Thursday, February 6, 2014

Internet Policies, Monopoly and Global Positioning

I'm listening to Fresh Air where communication scholar Susan Crawford is talking about Net Neutrality and other policies that allow for communication monopolies, lack of consumer choice and poor but expensive service. One thing she noted that struck me was that Stockholm, South Korea, Japan and a number of other countries (including China) have much faster internet access that carries much more data for a fraction of the cost of what we pay in the US. She noted how this puts the US at a global disadvantage in terms of innovation and creativity and threatens our economic and social standing in the world. She wrote the book Captive Audience: The Telecom Industry and Monopoly Power in the New Gilded Age.

From the book jacket: (see below)


Ten years ago, the United States stood at the forefront of the Internet revolution. With some of the fastest speeds and lowest prices in the world for high-speed Internet access, the nation was poised to be the global leader in the new knowledge-based economy. Today that global competitive advantage has all but vanished because of a series of government decisions and resulting monopolies that have allowed dozens of countries, including Japan and South Korea, to pass us in both speed and price of broadband.

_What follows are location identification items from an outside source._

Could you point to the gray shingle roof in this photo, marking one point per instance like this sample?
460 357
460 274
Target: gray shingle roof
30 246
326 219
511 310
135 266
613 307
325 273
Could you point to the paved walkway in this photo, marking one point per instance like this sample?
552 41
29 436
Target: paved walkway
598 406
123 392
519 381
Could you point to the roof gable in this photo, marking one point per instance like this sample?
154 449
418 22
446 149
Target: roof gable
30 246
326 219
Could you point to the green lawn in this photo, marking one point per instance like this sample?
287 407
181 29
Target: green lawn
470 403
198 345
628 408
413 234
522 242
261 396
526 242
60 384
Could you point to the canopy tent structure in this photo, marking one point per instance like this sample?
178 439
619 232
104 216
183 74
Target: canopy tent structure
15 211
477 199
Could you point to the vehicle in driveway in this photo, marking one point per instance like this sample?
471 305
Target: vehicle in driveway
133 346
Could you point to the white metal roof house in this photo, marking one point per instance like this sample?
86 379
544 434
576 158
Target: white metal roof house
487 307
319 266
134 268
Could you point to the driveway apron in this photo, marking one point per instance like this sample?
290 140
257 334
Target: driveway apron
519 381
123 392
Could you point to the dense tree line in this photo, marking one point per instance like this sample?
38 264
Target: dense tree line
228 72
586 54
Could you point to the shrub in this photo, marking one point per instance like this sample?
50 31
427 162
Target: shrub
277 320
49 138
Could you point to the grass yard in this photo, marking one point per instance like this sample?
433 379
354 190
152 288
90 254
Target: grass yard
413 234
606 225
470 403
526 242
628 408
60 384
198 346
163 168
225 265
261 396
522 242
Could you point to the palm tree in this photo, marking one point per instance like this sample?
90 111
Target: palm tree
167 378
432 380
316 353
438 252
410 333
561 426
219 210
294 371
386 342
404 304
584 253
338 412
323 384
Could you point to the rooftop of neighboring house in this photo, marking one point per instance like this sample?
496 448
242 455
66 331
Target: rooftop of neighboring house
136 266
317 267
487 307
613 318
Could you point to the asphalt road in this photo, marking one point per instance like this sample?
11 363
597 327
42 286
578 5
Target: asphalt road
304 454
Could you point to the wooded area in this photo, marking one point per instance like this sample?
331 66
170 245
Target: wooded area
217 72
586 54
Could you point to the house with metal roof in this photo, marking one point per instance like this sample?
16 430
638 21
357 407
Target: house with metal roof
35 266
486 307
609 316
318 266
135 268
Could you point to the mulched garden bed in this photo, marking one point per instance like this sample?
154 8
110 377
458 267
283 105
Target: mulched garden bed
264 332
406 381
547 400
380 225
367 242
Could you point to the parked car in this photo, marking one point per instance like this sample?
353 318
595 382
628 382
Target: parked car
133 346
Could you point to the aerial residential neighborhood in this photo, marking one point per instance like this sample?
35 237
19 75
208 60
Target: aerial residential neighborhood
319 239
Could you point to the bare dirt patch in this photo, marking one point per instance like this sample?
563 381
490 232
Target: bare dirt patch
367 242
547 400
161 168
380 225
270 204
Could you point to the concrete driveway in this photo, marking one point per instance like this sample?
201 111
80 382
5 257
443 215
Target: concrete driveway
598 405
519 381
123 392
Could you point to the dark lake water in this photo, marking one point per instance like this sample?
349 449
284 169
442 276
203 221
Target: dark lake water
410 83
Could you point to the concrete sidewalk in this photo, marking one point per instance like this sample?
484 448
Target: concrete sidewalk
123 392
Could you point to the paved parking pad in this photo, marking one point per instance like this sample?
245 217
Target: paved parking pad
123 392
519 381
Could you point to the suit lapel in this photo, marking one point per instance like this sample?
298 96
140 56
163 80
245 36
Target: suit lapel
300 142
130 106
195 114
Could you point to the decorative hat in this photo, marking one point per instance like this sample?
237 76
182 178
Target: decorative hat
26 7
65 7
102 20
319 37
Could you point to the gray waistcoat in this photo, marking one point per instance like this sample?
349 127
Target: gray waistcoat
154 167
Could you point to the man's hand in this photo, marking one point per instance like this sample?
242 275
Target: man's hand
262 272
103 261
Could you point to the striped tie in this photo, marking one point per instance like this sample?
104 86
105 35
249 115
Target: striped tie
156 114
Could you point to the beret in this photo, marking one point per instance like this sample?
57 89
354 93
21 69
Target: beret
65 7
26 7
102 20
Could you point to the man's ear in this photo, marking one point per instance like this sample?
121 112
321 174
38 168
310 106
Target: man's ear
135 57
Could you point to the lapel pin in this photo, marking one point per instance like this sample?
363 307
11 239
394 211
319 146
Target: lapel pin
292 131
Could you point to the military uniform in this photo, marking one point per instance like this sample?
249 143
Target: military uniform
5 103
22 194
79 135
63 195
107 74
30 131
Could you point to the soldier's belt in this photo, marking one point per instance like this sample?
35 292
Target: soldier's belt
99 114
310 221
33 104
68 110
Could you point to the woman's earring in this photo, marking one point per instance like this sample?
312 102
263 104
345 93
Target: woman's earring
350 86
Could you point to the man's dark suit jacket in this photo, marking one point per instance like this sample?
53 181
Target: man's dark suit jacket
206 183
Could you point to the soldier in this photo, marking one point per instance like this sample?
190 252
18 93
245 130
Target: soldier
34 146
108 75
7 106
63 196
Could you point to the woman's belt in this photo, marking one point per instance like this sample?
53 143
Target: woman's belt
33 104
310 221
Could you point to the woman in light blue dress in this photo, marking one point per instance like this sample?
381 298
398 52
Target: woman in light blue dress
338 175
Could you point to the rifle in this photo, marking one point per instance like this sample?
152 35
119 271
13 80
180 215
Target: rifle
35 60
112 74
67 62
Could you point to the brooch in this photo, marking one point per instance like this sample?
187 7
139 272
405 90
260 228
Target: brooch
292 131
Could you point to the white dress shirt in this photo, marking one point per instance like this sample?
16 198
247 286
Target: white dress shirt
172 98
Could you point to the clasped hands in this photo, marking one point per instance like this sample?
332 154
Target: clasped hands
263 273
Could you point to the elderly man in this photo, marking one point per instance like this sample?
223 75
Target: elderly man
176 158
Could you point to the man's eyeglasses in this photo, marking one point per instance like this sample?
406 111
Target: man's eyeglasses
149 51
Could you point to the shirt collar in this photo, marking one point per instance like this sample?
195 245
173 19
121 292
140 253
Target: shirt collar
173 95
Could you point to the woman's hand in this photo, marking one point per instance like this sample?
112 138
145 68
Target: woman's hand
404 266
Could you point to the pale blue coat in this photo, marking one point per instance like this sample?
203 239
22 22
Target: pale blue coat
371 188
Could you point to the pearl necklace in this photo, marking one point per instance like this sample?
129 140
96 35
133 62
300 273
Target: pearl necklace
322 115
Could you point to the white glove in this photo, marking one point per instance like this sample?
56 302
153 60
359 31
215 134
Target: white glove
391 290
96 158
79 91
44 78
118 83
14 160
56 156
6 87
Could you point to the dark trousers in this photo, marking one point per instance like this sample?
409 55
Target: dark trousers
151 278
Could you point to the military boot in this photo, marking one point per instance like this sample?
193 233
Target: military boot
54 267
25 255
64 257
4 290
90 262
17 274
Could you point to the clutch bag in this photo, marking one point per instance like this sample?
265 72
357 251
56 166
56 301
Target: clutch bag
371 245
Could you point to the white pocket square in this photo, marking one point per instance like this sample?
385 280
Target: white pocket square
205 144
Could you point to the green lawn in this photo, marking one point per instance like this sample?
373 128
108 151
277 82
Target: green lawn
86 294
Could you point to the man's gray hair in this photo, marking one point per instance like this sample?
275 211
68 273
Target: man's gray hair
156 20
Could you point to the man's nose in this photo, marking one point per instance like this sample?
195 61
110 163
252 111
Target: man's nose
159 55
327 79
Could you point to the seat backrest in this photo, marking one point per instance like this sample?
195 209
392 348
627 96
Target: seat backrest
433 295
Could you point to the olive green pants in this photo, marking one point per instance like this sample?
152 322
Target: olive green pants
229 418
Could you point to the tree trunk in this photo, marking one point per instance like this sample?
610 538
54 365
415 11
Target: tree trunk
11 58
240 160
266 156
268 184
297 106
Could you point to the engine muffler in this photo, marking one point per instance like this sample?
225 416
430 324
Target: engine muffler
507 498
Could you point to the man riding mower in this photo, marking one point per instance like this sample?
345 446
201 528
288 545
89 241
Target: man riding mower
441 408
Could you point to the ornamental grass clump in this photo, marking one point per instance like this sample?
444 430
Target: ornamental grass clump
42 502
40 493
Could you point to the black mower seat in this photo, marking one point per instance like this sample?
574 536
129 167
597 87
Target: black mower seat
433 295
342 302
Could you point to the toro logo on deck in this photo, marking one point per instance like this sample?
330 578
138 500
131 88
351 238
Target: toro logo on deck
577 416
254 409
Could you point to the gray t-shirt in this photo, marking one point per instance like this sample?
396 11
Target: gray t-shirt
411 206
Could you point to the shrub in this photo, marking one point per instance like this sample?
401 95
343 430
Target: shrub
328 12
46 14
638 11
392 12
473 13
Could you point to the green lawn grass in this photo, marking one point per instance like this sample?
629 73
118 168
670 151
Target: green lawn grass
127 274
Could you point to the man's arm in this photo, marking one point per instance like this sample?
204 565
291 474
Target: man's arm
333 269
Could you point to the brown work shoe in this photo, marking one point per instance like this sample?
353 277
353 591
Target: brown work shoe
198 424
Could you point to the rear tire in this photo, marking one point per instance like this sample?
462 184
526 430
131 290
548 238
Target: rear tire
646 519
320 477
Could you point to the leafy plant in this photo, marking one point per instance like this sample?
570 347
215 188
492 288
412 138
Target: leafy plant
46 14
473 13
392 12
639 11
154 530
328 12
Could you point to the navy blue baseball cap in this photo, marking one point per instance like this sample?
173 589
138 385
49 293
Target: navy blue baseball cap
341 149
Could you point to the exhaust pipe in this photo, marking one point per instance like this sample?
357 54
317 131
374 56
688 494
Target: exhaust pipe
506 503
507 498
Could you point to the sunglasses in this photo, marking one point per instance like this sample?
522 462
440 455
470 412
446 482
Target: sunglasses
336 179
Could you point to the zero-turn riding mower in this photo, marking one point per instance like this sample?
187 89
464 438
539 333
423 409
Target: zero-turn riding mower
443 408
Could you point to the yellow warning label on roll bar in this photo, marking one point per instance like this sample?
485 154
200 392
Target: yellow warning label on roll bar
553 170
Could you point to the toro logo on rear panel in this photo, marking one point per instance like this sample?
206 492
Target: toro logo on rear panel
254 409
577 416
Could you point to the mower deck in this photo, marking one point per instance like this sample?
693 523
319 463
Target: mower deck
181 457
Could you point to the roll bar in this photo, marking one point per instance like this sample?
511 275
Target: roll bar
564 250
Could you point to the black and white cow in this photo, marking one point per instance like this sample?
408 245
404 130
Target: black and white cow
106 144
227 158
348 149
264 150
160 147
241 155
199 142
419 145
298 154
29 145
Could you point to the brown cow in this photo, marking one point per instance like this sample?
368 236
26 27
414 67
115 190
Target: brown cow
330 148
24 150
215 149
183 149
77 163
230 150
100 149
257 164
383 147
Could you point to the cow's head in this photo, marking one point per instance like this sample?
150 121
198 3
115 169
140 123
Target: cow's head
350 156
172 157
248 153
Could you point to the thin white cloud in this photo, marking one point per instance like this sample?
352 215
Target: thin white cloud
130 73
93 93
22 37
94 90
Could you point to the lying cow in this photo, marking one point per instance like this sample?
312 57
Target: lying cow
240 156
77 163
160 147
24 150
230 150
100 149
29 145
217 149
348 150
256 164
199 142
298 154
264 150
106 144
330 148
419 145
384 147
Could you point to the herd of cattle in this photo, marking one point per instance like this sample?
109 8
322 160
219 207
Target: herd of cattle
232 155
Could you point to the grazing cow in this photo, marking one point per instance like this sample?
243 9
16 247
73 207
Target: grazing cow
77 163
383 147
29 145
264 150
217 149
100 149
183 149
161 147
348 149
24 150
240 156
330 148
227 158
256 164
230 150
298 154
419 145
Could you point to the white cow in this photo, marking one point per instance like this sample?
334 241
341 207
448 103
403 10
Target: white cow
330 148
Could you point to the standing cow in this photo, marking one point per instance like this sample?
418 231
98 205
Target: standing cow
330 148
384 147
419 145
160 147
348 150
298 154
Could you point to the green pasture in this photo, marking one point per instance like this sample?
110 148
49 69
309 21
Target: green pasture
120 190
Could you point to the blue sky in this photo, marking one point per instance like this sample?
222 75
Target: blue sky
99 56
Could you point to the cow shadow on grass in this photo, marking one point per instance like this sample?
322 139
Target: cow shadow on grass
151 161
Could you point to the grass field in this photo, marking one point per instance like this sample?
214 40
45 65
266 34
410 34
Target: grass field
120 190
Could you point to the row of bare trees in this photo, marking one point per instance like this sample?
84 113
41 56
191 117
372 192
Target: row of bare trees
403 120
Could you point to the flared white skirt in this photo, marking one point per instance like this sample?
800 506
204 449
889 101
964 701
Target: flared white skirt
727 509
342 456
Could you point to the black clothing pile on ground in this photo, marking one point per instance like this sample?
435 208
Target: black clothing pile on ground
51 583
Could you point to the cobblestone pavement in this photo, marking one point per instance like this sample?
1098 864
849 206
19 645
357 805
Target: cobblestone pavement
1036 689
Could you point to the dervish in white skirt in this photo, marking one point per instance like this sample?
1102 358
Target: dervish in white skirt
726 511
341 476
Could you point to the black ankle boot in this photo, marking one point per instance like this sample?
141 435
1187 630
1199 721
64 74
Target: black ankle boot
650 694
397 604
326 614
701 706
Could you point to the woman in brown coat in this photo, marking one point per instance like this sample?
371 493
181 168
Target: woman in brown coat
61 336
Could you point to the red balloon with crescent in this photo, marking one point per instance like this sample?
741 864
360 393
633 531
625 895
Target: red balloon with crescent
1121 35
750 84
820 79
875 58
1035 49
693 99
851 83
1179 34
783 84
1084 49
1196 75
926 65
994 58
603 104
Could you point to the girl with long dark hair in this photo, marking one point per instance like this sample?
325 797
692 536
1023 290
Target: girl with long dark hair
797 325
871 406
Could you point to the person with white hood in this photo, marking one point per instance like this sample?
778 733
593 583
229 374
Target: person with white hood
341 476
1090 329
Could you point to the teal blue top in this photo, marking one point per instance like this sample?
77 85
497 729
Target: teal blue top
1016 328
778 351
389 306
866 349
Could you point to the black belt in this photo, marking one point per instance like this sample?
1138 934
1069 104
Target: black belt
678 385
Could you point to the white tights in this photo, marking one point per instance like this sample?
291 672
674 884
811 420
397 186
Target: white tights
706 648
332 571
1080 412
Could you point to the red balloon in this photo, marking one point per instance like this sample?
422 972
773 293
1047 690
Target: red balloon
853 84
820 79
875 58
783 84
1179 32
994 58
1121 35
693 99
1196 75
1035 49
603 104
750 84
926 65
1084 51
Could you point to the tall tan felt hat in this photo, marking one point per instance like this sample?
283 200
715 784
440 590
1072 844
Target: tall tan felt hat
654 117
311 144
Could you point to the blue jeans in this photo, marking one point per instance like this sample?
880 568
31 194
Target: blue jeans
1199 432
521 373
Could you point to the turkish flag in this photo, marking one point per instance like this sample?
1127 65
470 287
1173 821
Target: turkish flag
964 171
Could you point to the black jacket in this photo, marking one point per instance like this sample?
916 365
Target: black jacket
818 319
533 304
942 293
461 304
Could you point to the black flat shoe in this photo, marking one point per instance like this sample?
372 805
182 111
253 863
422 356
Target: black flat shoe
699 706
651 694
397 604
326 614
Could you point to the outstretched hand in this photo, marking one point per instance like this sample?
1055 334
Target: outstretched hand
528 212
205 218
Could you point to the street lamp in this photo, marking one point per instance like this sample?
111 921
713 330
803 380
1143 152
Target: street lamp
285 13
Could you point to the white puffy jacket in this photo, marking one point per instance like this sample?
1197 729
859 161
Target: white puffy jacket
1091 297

This steady slide backward not only deprives consumers of vital services needed in a competitive employment and business market it also threatens the economic future of the nation.
This important book by leading telecommunications policy expert Susan Crawford explores why Americans are now paying much more but getting much less when it comes to high-speed Internet access. Using the 2011 merger between Comcast and NBC Universal as a lens, Crawford examines how we have created the biggest monopoly since the breakup of Standard Oil a century ago. In the clearest terms, this book explores how telecommunications monopolies have affected the daily lives of consumers and America’s global economic standing.